Patience Needed At Boro
In 2007 a £5m switch to Teeside led to O’Neil becoming one of the first names on the team-sheet for present England boss Gareth Southgate.
But it’s a team-mate of his that is of particular interest with Jonathan Woodgate now residing in the Riverside du-out as Middlesbrough slip perilously down the Championship table.
“I think they need to give him more time. They’ve obviously decided that he is the man for them and even though he’s very young managerial-wise he did have the experience of working under Tony Pulis last year.
"I hope that Middlesbrough give Woodgate longer.”
Inexperienced Woodgate may be but according to O’Neil the signs were always there that management beckoned.
“He was a leader in the dressing room and hugely respected. He was a fantastic player who’d had a fantastic career so you were drawn to him and respected that he’d played for Real Madrid.
"You could tell he was going to go on and manage: he was always studying things and talk intelligently about the games coming up. He always had a tactical view on them.”
Pompey And Their Premier Pomp
It was on the south coast where O’Neil first made his reputation as an all-action star, equally adept on the right as he was prowling the centre-circle.
So impressive were his breakthrough years there that he soon found himself captaining the England under 21s but staying with Pompey his seven seasons brought all manner of highs and low, most memorable of which was a combination of the two.
A disastrous campaign in 2005/06 saw Portsmouth written off in early March as relegation certainties.
That was until a miraculous recovery, largely due to a sprinkling of Harry Redknapp magic brought a series of unlikely wins meaning a result at Wigan on the penultimate game of the season would leave them safe.

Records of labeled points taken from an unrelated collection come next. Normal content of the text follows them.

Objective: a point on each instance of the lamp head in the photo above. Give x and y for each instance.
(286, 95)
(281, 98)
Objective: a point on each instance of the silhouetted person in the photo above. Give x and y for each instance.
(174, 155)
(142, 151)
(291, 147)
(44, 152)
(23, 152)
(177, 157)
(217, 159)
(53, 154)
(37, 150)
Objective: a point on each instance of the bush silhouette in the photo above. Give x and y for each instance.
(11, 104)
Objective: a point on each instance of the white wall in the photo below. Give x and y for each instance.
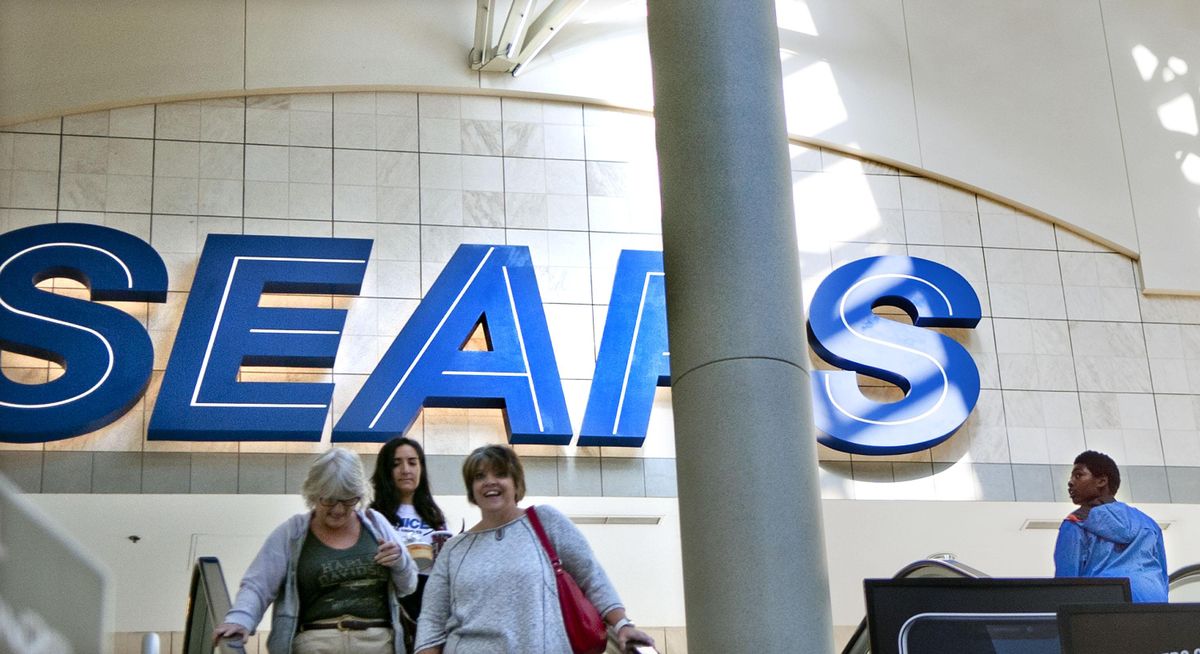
(1041, 103)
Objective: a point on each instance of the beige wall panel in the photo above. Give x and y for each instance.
(60, 55)
(1017, 97)
(295, 43)
(1156, 70)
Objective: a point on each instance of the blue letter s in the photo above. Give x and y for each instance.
(106, 353)
(939, 377)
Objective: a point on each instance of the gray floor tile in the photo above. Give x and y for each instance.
(1185, 484)
(541, 475)
(166, 472)
(1032, 483)
(995, 481)
(369, 461)
(214, 473)
(660, 478)
(295, 469)
(1146, 483)
(117, 473)
(1059, 477)
(580, 475)
(66, 473)
(445, 474)
(24, 469)
(622, 477)
(262, 473)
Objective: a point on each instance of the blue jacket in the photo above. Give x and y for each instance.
(1114, 540)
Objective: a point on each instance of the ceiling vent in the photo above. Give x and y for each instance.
(522, 36)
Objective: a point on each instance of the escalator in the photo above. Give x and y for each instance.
(861, 642)
(1185, 587)
(208, 601)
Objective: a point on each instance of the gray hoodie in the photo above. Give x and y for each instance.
(271, 577)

Two-one up with most of the second half successfully navigated O’Neil takes up the story from here…
“It was an intense final ten minutes but we managed to hold on then we had that spell with Harry and the staff in front of the Pompey away end waiting for the final whistle to go at St Andrews.
"We had a big celebration in the changing room then headed back to Portsmouth and everybody came back to my house.

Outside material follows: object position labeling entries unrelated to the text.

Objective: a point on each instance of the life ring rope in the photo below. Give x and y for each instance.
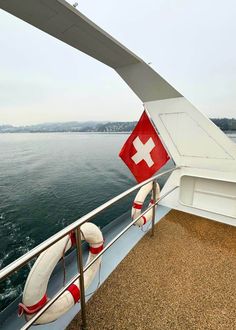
(139, 201)
(35, 296)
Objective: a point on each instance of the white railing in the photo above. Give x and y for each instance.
(75, 226)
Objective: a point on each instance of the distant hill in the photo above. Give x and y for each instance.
(94, 126)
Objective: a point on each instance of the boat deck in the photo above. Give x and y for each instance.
(182, 278)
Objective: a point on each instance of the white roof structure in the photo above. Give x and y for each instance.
(206, 156)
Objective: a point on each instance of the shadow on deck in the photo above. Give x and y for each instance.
(182, 278)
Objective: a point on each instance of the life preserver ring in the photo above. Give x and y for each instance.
(34, 295)
(138, 203)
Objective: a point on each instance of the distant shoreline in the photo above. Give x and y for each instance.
(225, 124)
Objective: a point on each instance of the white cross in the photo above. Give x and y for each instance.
(143, 151)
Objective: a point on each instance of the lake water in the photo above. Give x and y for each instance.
(47, 181)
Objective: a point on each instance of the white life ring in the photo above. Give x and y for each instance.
(138, 203)
(34, 295)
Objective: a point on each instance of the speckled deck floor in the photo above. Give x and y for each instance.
(184, 278)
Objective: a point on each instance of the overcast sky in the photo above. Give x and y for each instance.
(190, 43)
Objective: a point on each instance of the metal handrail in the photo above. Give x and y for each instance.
(76, 277)
(18, 263)
(14, 266)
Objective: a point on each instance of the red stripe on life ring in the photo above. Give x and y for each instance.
(94, 250)
(32, 309)
(75, 291)
(144, 220)
(137, 206)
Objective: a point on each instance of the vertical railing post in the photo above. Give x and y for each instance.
(154, 189)
(81, 279)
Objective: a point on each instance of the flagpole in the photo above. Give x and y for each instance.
(154, 189)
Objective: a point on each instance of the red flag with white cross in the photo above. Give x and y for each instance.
(143, 152)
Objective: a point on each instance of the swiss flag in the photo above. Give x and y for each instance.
(143, 152)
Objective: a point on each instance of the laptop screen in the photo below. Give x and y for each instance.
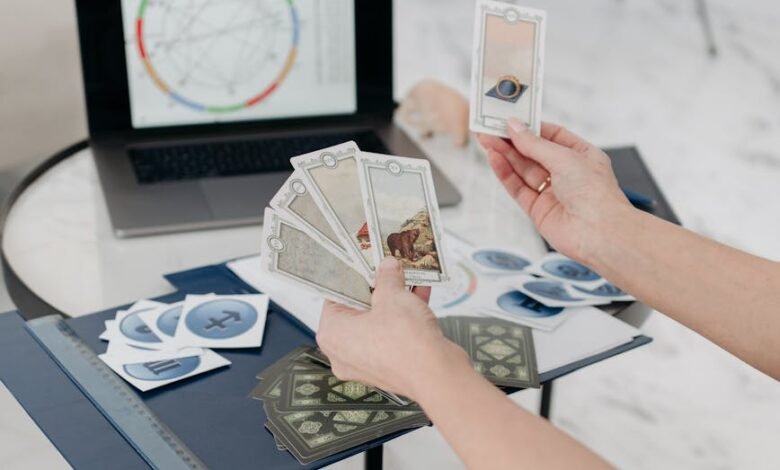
(208, 61)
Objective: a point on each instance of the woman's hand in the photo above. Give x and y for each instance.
(574, 209)
(396, 345)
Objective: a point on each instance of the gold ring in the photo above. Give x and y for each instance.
(544, 185)
(514, 81)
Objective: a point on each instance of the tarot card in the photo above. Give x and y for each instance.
(501, 351)
(403, 216)
(290, 252)
(507, 67)
(510, 304)
(149, 375)
(322, 391)
(583, 280)
(224, 321)
(498, 261)
(296, 202)
(333, 180)
(553, 293)
(313, 435)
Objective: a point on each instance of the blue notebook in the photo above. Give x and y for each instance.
(210, 413)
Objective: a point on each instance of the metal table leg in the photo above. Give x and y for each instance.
(544, 407)
(374, 458)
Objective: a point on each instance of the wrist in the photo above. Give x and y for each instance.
(442, 362)
(607, 235)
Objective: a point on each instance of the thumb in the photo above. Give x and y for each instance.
(548, 154)
(389, 278)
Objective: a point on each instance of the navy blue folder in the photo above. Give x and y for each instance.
(211, 413)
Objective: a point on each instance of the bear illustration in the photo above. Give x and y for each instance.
(403, 243)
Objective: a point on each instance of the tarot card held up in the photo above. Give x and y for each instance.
(507, 67)
(403, 215)
(333, 180)
(294, 254)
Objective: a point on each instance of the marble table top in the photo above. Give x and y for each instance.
(617, 73)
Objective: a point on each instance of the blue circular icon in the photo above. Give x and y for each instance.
(168, 321)
(570, 270)
(519, 304)
(134, 328)
(221, 318)
(604, 290)
(497, 259)
(163, 370)
(551, 290)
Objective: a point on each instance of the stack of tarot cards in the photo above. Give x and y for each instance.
(342, 211)
(313, 415)
(154, 344)
(502, 351)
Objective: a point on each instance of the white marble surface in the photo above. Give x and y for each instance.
(617, 72)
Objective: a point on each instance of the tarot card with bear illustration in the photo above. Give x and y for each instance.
(403, 216)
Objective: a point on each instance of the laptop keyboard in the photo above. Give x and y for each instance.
(234, 158)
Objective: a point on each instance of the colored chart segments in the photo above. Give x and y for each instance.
(183, 48)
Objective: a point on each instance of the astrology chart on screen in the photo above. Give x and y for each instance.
(206, 61)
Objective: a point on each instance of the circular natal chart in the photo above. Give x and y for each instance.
(216, 56)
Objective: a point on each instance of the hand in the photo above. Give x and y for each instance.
(395, 345)
(573, 212)
(432, 107)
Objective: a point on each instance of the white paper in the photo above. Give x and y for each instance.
(505, 302)
(127, 354)
(303, 302)
(149, 375)
(585, 334)
(580, 279)
(499, 260)
(554, 293)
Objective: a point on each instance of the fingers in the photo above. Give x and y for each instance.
(389, 279)
(530, 171)
(514, 185)
(562, 136)
(424, 293)
(550, 155)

"It was amazing and when you get to the stage I’m at now, wondering what comes next, those days are just priceless. You’d give anything to have more of those days.”

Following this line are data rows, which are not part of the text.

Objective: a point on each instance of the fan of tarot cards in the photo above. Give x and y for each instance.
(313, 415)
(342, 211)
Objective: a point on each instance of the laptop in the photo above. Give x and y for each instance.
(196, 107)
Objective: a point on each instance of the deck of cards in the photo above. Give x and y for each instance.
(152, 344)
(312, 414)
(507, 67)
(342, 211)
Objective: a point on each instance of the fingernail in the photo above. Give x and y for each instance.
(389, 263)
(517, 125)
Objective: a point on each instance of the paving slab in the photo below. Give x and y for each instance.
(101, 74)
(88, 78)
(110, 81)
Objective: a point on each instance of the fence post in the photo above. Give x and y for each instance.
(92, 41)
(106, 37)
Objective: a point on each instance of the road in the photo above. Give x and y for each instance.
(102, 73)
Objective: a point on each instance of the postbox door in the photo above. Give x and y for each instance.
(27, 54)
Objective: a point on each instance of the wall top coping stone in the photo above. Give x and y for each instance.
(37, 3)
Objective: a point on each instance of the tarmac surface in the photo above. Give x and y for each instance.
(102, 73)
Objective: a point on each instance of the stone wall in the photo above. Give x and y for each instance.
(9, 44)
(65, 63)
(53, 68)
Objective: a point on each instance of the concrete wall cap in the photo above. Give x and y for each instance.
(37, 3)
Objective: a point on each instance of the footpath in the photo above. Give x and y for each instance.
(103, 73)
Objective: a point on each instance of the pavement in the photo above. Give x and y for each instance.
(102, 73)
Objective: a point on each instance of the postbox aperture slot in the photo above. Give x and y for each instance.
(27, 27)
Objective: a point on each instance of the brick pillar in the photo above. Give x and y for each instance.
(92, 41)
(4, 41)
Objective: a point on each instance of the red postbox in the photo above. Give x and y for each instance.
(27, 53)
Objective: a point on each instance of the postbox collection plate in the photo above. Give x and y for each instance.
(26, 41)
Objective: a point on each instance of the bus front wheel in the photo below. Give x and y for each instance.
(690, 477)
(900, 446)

As unforgettable as that day was for the Fratton Park faithful they were rather hoping for an altogether more straightforward kind of celebration this time out: that of climbing out of League One.
After reaching the Play-Offs last May optimism was high for another run at promotion but instead fluctuating results have left them languishing in the lower half. Is a return to the Championship now out of the question?
“I’m sure Kenny will turn it around because he’s a good manager and he has a good squad.
"I don’t think the position they’re in now in the league is where they will finish but obviously time is of the essence and when the gap between them and the play-offs is getting as big as it is now they need to start clawing back the point difference.”
Bolton On The Brink
It says a lot about Gary O’Neil’s professionalism that at the age of 35 and in his final fling as a top level footballer he won his club’s Player of the Year last season. It says an awful lot more that this was achieved amidst a backdrop of a club in financial meltdown.
As Bolton Wanderers seemed destined to go to the wall their midfielder’s recollections of what it was like at the centre of it all is striking and shocking.
“It was just relentless. You got sick of it in the end. You’d arrive at training and get told there was going to be a meeting and this was three times a week, trying to discover what was going on and whether we would get paid.”
"Obviously some of the players still wanted to show what they could do but others were just so sick of it. The fans did well to stick with us and they went through it too.
"They weren’t sure if their club was going to make it and you look at Bury up the road and you’re grateful that it turned out like it did.”